30 November 2016 @TeesUniNews

 

Teesside University is part of a major new £4 million project which will unlock the potential of the North East’s creative, digital and IT (CDIT) sector.

Creative Fuse North East, a unique partnership between the region’s five universities, officially launches this week.

Specialist academics and staff will work with industry, cultural organisations, charities and the public sector to explore how CDIT firms complement and add value to each other, sharing best practice and encouraging the adoption of new innovative working practices.

The aim is to ensure the sector becomes more resilient and grows faster, creating more and better jobs for the region.

The project, led by Newcastle University, was launched by former Minister of State for Culture and the Digital Economy, the Right Hon Ed Vaizey MP, who has been appointed Chairman of the Creative Fuse North East Advisory Board.

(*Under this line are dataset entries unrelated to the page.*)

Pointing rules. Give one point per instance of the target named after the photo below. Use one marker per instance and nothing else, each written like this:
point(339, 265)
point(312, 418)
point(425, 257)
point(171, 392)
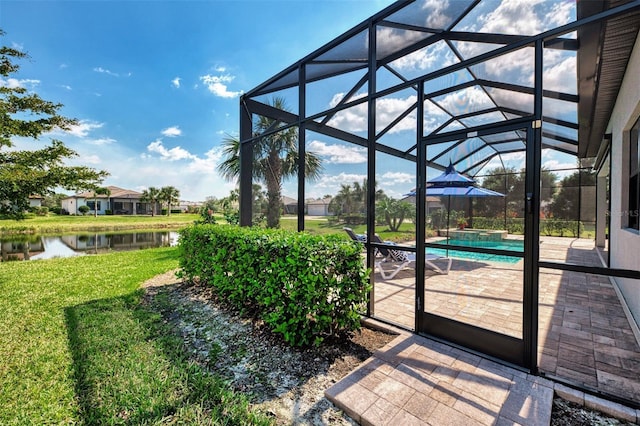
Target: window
point(90, 204)
point(634, 177)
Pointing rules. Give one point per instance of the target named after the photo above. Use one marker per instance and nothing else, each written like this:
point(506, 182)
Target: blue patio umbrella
point(451, 183)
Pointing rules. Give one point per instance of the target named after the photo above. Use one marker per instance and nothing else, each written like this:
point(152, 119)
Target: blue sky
point(155, 84)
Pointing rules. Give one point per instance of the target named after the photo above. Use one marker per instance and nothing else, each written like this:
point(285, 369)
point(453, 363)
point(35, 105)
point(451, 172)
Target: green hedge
point(303, 286)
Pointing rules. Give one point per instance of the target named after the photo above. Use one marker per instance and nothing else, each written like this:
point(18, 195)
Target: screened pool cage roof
point(482, 69)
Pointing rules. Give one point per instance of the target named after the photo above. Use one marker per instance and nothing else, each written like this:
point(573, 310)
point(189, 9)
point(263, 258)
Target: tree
point(24, 173)
point(394, 212)
point(169, 195)
point(152, 196)
point(510, 182)
point(566, 202)
point(275, 157)
point(351, 199)
point(96, 192)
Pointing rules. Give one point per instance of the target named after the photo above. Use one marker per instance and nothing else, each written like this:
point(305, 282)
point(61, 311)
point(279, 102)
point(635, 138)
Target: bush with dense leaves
point(303, 286)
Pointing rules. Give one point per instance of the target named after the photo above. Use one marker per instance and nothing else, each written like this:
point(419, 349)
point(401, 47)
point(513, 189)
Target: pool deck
point(584, 337)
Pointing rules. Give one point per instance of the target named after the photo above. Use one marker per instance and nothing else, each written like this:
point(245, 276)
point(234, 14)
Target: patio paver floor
point(584, 335)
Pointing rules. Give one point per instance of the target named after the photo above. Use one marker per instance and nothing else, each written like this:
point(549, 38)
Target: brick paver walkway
point(584, 335)
point(417, 381)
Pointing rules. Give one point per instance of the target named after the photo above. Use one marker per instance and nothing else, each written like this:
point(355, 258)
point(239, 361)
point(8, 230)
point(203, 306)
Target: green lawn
point(78, 347)
point(55, 224)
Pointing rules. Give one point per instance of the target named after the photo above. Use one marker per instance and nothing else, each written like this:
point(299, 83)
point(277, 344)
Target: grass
point(323, 226)
point(55, 224)
point(78, 346)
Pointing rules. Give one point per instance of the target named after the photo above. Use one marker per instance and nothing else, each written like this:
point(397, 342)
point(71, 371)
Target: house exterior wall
point(625, 243)
point(71, 204)
point(317, 210)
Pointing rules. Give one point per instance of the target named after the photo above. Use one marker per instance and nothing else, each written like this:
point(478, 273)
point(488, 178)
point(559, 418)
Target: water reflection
point(46, 247)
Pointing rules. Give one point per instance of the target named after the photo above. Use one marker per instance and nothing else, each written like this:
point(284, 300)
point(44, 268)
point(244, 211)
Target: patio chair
point(362, 238)
point(403, 259)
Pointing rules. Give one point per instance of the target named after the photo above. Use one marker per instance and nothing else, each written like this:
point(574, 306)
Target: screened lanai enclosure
point(504, 93)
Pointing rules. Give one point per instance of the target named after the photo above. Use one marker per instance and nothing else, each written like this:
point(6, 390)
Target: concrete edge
point(614, 409)
point(627, 312)
point(382, 326)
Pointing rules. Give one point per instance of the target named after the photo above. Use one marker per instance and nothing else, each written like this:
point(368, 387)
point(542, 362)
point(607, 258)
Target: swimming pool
point(512, 245)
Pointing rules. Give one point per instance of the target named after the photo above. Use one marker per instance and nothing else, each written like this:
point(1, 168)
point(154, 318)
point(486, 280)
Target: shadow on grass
point(130, 368)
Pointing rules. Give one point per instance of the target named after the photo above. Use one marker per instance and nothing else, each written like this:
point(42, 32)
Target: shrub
point(303, 286)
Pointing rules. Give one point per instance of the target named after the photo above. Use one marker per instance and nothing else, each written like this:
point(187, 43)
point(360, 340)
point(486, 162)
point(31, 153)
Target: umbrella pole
point(448, 213)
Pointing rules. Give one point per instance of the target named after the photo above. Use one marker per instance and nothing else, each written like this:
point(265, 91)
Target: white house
point(120, 201)
point(319, 207)
point(619, 160)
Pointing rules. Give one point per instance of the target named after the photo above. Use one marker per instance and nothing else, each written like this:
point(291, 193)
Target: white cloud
point(208, 164)
point(354, 119)
point(102, 141)
point(218, 85)
point(339, 154)
point(467, 100)
point(395, 178)
point(436, 18)
point(14, 83)
point(334, 181)
point(437, 55)
point(561, 13)
point(513, 17)
point(106, 71)
point(92, 159)
point(172, 131)
point(562, 76)
point(83, 128)
point(173, 154)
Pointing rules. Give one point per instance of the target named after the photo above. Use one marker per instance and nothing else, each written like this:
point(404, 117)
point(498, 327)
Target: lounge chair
point(355, 237)
point(402, 259)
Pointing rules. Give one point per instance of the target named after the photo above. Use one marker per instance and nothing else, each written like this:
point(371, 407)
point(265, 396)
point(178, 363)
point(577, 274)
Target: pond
point(33, 247)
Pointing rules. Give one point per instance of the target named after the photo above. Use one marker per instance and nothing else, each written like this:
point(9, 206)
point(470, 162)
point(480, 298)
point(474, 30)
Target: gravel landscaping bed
point(287, 383)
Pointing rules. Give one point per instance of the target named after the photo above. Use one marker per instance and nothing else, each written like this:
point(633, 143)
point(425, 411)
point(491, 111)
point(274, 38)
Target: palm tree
point(169, 195)
point(151, 195)
point(274, 157)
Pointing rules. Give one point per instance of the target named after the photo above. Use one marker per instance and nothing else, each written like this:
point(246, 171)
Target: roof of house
point(116, 192)
point(288, 200)
point(324, 201)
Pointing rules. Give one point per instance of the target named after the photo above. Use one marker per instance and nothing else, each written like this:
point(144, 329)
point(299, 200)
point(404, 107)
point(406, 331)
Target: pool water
point(513, 245)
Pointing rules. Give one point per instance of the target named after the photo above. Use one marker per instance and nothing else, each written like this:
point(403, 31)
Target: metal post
point(371, 164)
point(421, 203)
point(246, 166)
point(532, 222)
point(302, 143)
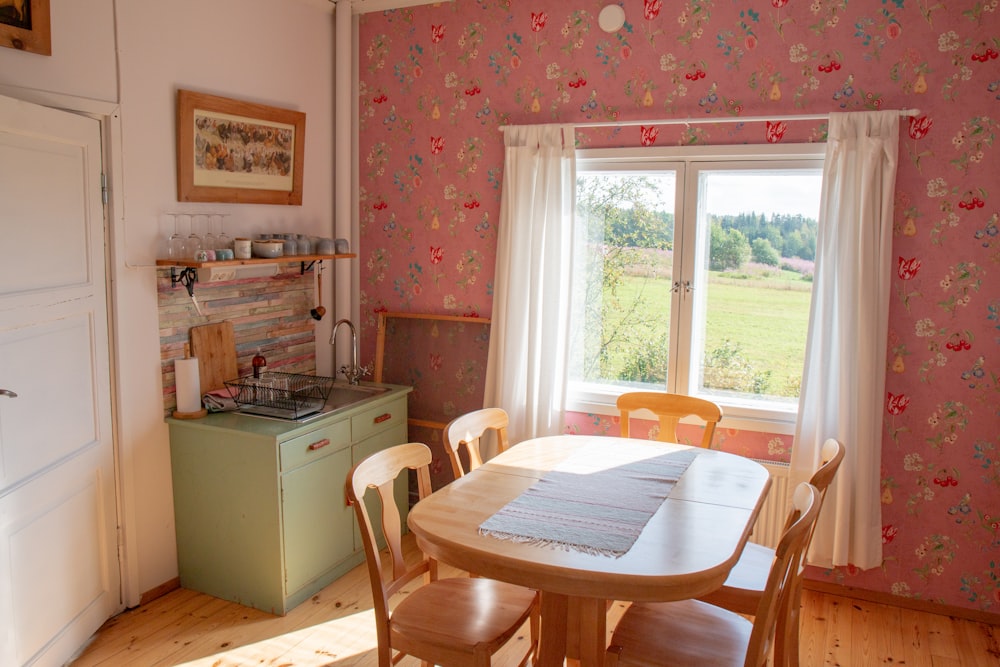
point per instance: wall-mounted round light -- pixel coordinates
(611, 18)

He said: 'The growth of the Creative, Digital and IT sector is absolutely vital for the economy. However, as many of these businesses are small they often lack the knowledge, experience or the resources to grow, innovate and reach their full potential.

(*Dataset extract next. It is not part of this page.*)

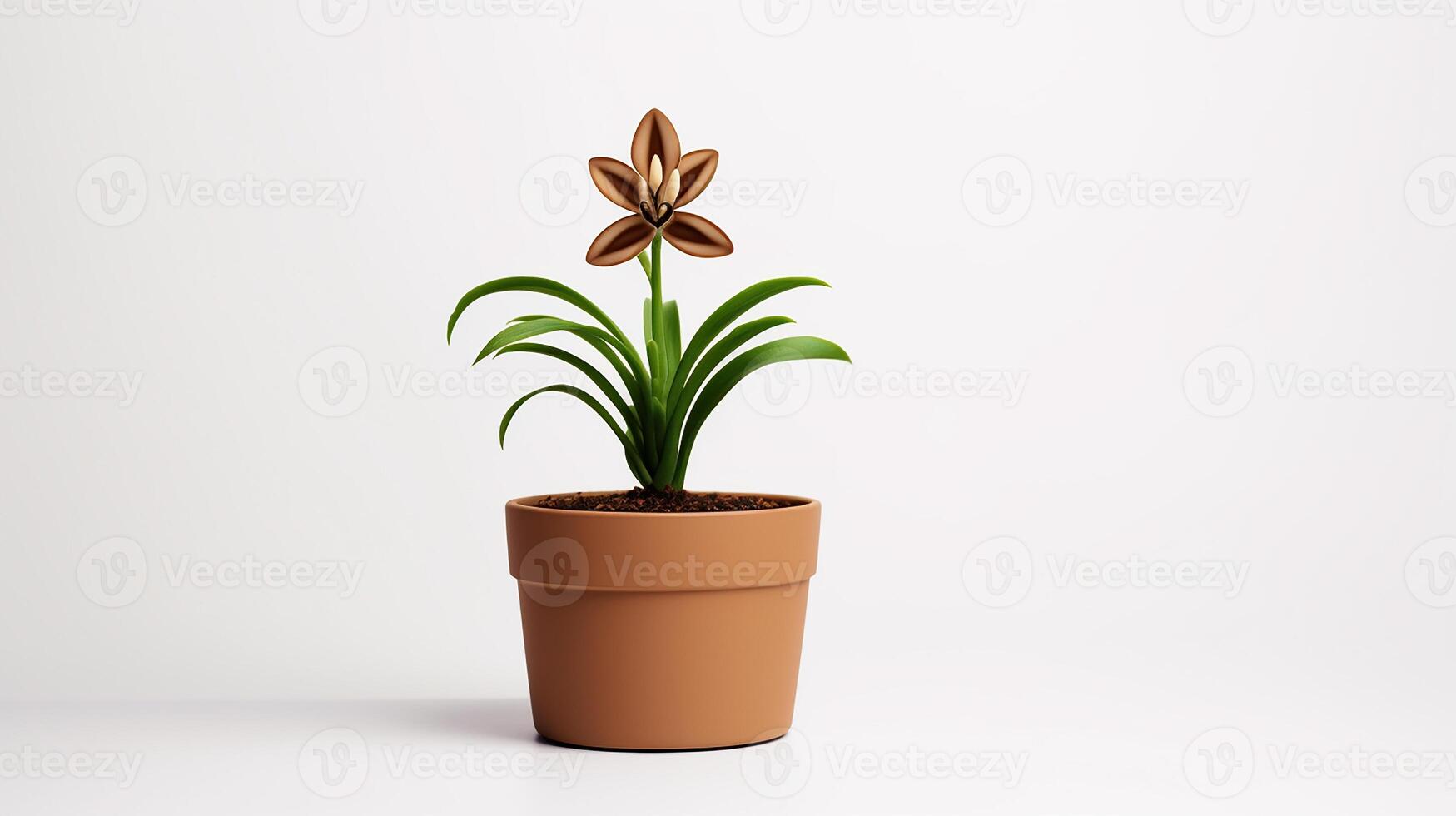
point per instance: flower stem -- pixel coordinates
(658, 326)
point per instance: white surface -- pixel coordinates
(1154, 349)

'For this reason I am thrilled to be able to play a part in Creative Fuse North East. This partnership of five universities has the potential to make a real and long lasting impact on these businesses, the wider region and provide a real boost to its economy.'

The scheme will also look at how skills in the CDIT sector can be transferred to other areas, for example placing creative practitioners within other sectors such as transport or health.

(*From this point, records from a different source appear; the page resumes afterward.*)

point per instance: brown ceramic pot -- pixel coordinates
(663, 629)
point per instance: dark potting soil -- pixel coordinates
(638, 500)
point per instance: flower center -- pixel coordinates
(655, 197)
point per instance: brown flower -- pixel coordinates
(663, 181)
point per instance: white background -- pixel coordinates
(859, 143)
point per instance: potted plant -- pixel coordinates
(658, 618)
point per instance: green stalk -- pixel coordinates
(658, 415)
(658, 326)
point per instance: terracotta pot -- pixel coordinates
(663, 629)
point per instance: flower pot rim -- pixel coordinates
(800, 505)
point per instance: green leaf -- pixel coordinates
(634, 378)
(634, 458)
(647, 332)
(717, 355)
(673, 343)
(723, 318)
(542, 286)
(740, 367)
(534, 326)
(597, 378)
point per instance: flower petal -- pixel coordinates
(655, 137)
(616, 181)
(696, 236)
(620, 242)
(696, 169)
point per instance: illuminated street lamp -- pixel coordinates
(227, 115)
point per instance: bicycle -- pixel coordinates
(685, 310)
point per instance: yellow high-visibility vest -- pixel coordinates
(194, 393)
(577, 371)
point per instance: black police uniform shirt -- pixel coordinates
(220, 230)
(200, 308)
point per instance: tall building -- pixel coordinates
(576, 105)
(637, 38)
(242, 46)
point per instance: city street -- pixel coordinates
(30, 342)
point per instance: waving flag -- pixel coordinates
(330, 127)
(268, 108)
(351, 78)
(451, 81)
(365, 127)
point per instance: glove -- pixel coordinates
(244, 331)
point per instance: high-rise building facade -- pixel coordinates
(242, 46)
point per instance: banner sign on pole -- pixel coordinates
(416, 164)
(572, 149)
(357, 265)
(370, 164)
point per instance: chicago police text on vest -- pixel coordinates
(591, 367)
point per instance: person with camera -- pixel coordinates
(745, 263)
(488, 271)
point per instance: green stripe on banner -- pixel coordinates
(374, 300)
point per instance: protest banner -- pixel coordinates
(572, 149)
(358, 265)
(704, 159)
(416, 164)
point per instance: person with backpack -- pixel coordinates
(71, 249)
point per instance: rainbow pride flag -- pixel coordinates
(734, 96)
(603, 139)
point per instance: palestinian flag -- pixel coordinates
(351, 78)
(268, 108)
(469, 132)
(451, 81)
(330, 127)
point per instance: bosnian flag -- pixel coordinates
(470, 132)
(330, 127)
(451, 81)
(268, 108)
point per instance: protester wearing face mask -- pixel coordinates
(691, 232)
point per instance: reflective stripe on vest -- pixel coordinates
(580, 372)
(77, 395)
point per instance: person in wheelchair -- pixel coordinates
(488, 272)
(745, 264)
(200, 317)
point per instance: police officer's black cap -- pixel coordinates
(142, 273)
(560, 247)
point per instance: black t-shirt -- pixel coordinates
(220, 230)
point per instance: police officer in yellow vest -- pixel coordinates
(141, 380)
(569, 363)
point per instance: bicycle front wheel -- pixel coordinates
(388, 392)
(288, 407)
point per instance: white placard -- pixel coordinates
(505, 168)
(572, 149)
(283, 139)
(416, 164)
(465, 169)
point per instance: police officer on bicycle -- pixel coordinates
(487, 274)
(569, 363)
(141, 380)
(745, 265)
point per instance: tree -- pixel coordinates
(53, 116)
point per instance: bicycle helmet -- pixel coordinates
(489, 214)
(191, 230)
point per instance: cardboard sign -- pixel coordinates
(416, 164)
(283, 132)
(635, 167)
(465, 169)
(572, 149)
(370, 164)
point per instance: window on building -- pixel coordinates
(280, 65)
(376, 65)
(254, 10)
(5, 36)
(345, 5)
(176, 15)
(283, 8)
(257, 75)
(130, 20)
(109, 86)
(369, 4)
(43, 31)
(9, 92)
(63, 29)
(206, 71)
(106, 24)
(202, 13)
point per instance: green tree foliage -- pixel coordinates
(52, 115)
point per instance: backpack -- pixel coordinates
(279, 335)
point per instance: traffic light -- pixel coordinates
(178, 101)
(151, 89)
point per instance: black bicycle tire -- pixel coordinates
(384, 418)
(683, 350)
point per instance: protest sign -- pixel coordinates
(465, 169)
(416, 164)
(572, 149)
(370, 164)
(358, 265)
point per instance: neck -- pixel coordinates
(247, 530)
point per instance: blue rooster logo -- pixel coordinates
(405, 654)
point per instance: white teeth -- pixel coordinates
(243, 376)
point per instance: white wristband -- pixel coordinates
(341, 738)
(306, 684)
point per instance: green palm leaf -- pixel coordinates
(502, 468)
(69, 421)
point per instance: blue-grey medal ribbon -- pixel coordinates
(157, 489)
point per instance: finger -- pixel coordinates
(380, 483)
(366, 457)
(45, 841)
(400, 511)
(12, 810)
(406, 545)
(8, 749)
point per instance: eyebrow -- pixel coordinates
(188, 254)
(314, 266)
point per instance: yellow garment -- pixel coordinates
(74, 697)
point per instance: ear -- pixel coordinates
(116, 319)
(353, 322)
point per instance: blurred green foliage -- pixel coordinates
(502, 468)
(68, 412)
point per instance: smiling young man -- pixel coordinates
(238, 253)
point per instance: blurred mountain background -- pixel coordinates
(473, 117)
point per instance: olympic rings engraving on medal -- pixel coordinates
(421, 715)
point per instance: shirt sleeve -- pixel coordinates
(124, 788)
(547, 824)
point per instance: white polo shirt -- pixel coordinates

Sharon Paterson, Associate Dean (Enterprise and Business Engagement) in Teesside University’s School of Design, Culture & the Arts, said: 'We are delighted to be involved with Creative Fuse North East which is a fantastic collaborative project which will allow us to use our expertise to find new and innovative ways to support the region’s creative and digital sector.

'Teesside University has an established reputation as a leading institution for supporting the creative and digital industries and we have helped hundreds of businesses across the region to utilise new technology in order to grow and fulfil their potential.'

Teesside University has an established reputation as a leading institution for supporting the creative and digital industries

Sharon Paterson, Associate Dean (Enterprise and Business Engagement), School of Design, Culture & the Arts

Jason Legget, Project Director of Creative Fuse North East said: 'We have an unprecedented opportunity here to do things differently and see some real results. This isn’t about academics and experts telling companies what to do. It is about using all the different expertise from these five respected institutions in new and unexpected ways; taking the things we learn and experience and finding out how they can benefit other industries too. It is incredibly exciting.'

The first phase of the project will take place between now and Christmas, with the most comprehensive research study of the region’s CDIT sector ever undertaken. It will engage with thousands of businesses, organisations, freelancers and institutions, developing a detailed understanding of what makes the North East community unique and helping to identify ways it can be developed.

The data from this survey will be compiled and analysed by a team of specialists from across the five universities – Newcastle, Northumbria, Durham, Sunderland and Teesside - and the findings will be used to inform and shape a series of specialist Innovation Pilots scheduled to be delivered 2017-18.

Creative Fuse North East builds on a similar project in Brighton launched in 2011. A report published in November 2015 highlighted that, as a result of the Brighton Fuse project’s evidence that was used to lever European funding, Brighton and Hove's digital and creative economy is now worth more than £1 billion to the city each year. Research carried out by Brighton Fuse also showed that ‘fused’ businesses grow three times faster than ‘unfused’ businesses.